I lived a long way from Santa and caught the special school bus, the 823, along Canning Highway. I got on at the stop just over the causeway at Burswood and for many years was the first girl on the bus. When Lea was a day girl she caught the bus at that stop too. We would talk every day and that’s how we became friends. Then she became a border and there were no more early morning conversations. I would always save a seat for Marion who would get on next in South Perth followed by Michelle, Terri, Judy, Aileen, Felicity, Anne-Marie, Joanne and so on down the highway picking up Kathy in Applecross and Caroline in Ardross. It was a familiar and somehow comforting daily routine which is imprinted in my memory; anticipating who would get on at each stop and talking all the way to school.
I played netball and got to know many of you through that sport, including Jill, Sue, Carmel, Stacey and Irene. I remember the year, I think it was Year 10, when we won the premiership in our division at Gibson Park in Fremantle. Nicole’s dad was our coach. As I recall he was an ex-Subiaco league football player and he coached us like a footy team. We were very fit. He used to say “Let me see Jenny Wall” and if my face was not beetroot red he would make us run more laps of the netball courts. He was such an enthusiastic coach even though he didn’t really know the rules of the game. I’m pretty sure Anne-Marie won fairest and best that year but he awarded me the most improved player and gave me a silver parker pen, which I still have and brought along today.

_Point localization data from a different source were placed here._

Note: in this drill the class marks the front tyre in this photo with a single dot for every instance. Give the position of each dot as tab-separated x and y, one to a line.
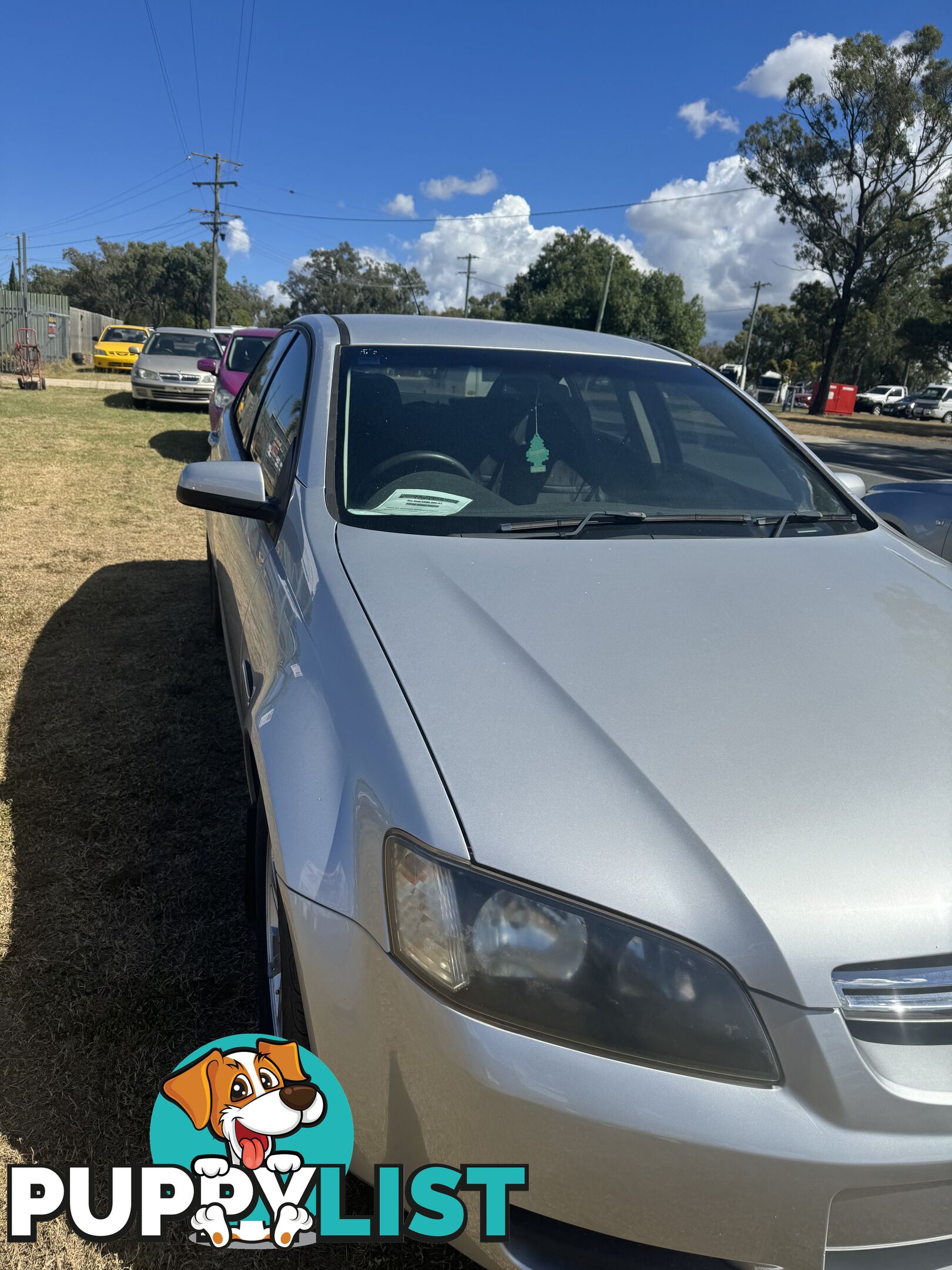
281	1005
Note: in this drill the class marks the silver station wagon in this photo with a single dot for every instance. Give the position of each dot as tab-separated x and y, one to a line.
598	748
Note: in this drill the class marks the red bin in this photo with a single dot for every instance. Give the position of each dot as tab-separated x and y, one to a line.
841	398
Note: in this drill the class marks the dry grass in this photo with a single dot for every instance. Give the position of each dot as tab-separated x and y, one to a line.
122	939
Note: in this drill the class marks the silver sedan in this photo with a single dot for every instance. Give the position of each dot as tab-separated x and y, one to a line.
167	370
598	756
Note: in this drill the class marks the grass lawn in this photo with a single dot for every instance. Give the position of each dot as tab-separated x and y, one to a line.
122	938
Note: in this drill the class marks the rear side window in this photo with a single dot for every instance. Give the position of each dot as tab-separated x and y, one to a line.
247	408
280	416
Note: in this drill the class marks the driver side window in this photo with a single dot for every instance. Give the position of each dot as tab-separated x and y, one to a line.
248	403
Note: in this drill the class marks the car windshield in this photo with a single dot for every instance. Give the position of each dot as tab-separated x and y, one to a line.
173	343
447	441
123	336
245	352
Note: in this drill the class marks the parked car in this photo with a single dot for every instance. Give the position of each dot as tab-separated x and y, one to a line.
921	510
903	407
242	353
167	369
223	333
934	403
598	743
874	400
118	347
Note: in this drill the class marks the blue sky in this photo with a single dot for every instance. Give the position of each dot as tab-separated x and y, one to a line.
525	107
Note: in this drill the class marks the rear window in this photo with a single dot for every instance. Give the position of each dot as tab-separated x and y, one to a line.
245	352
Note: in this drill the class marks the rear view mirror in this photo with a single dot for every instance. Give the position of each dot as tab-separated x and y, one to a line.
230	487
854	484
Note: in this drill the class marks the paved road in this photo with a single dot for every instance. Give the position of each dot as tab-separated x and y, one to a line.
885	460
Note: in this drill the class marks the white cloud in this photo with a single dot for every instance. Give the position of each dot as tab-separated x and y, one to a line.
505	242
720	245
273	290
446	187
804	54
236	238
401	205
699	118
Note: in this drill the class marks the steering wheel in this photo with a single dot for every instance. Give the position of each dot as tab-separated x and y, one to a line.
415	459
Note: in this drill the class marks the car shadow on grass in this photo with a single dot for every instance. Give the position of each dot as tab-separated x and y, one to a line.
182	445
129	945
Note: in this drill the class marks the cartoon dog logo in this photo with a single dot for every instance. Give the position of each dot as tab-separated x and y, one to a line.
248	1099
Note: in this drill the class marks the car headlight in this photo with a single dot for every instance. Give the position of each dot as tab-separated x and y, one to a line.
561	971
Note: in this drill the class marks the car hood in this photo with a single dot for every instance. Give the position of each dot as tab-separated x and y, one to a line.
746	742
169	365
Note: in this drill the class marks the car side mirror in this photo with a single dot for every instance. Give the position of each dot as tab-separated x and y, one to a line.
232	487
854	484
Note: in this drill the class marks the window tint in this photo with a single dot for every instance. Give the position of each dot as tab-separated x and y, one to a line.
247	407
280	416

I loved studying Drama with Anne and Lisa and especially being in Fiddler on the Roof with the Aquinas boys. We had so much fun acting, singing and dancing with them. Mr Davies was an amazing teacher and director and we learnt so much from him. It was uncanny how he would cast someone in a part and was then able to get the very best performance from them.

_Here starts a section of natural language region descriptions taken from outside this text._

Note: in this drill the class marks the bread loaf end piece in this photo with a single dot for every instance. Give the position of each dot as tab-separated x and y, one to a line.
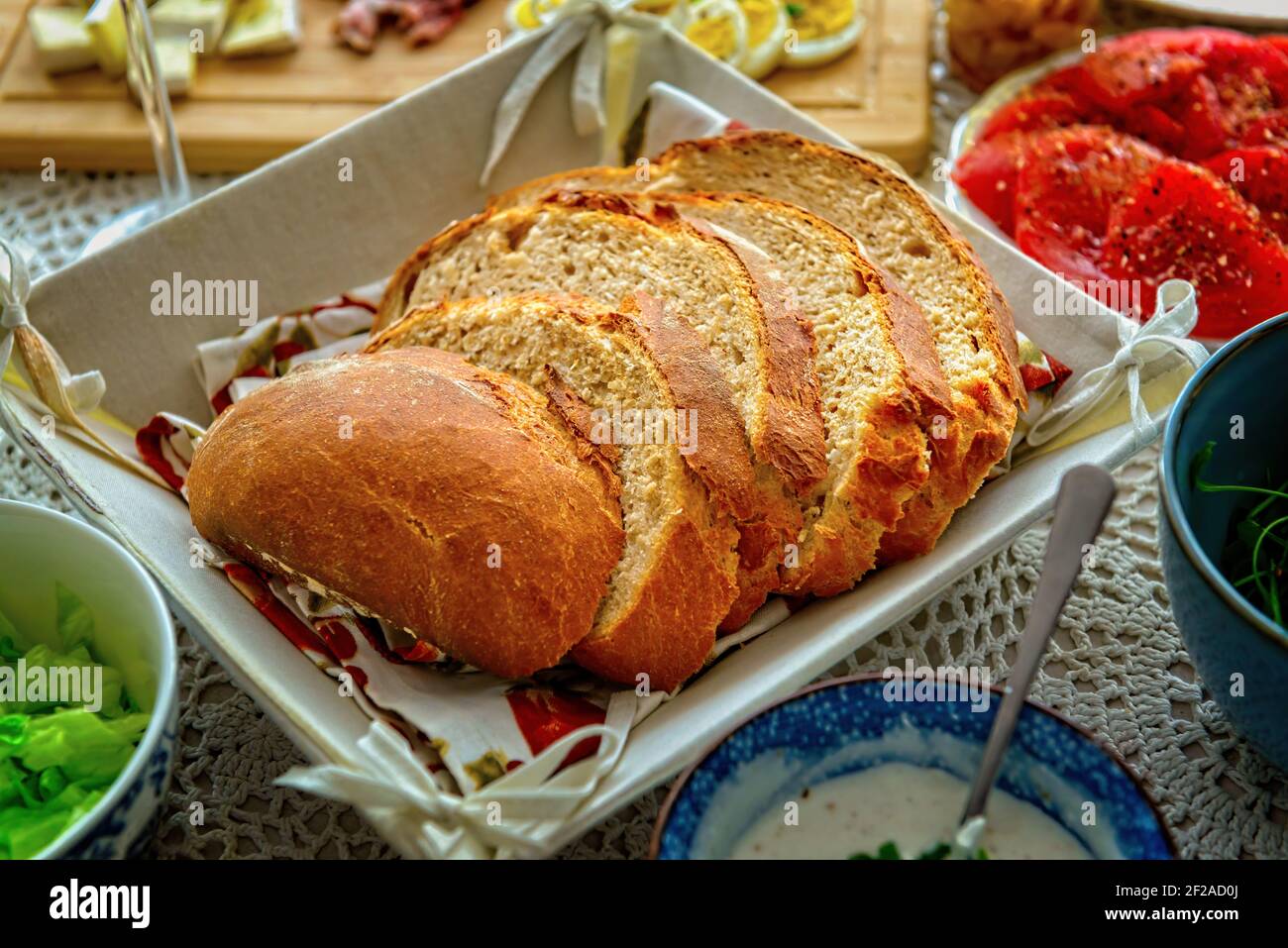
439	497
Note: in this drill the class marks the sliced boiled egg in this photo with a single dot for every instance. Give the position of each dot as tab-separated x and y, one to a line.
719	27
767	37
820	31
526	16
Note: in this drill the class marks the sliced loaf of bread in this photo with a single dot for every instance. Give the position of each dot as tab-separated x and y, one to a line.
645	377
605	248
447	500
879	376
898	228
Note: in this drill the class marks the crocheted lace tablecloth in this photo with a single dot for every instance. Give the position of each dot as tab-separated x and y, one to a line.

And who could forget dancing classes with Aquinas in Year 10 and that feeling of dread that no one would ask you to dance as the herd of boys approached from the opposite side of the hall.
I remember in Year 12 when Stephanie and I thought we had to do something drastic to promote some school spirit before the interschool athletics. I don’t remember who organised it but suffice to say we hung with rope from the balcony a dummy dressed in a Mercedes sport’s uniform. It looked pretty shocking in broad daylight and I’m not sure it promoted anything but a few laughs from the girls and undisguised disgust from the teachers. And I’m sorry Steph, or perhaps Lea, I don’t think I ever really owned up to being involved in that scheme.
That’s enough reminiscing from me. Whatever your memories are of school I would like to suggest we were shaped here in at least two ways. First, we were taught to consider others, stand for social justice and equality and use our skills to make the world a fairer place. Many of you, I know, have been outstandingly successful in doing that. In your families, work and the wider community you daily demonstrate kindness, compassion, and respect for others and the environment.
Second, we formed friendships that have enriched our lives and endured the test of time. What greater reflection can there be of a school than that it enabled deep connections between diverse young women which have survived over 40 years. I can honestly say that some of my best friends today are the ones I made here.
Thank you, as always, to Sharon for making the Facebook page for this event and organising a place for the “afters”. And thank you to the Old Girls Association and the Principal, Mrs Jennifer Oaten, for being such gracious hosts to us today.
I would like to conclude by saying it is wonderful to see you all and I hope you enjoy the reunion. My final duty is to ask you to raise a glass to toast absent friends, those who would like to have been here today but were not able to come.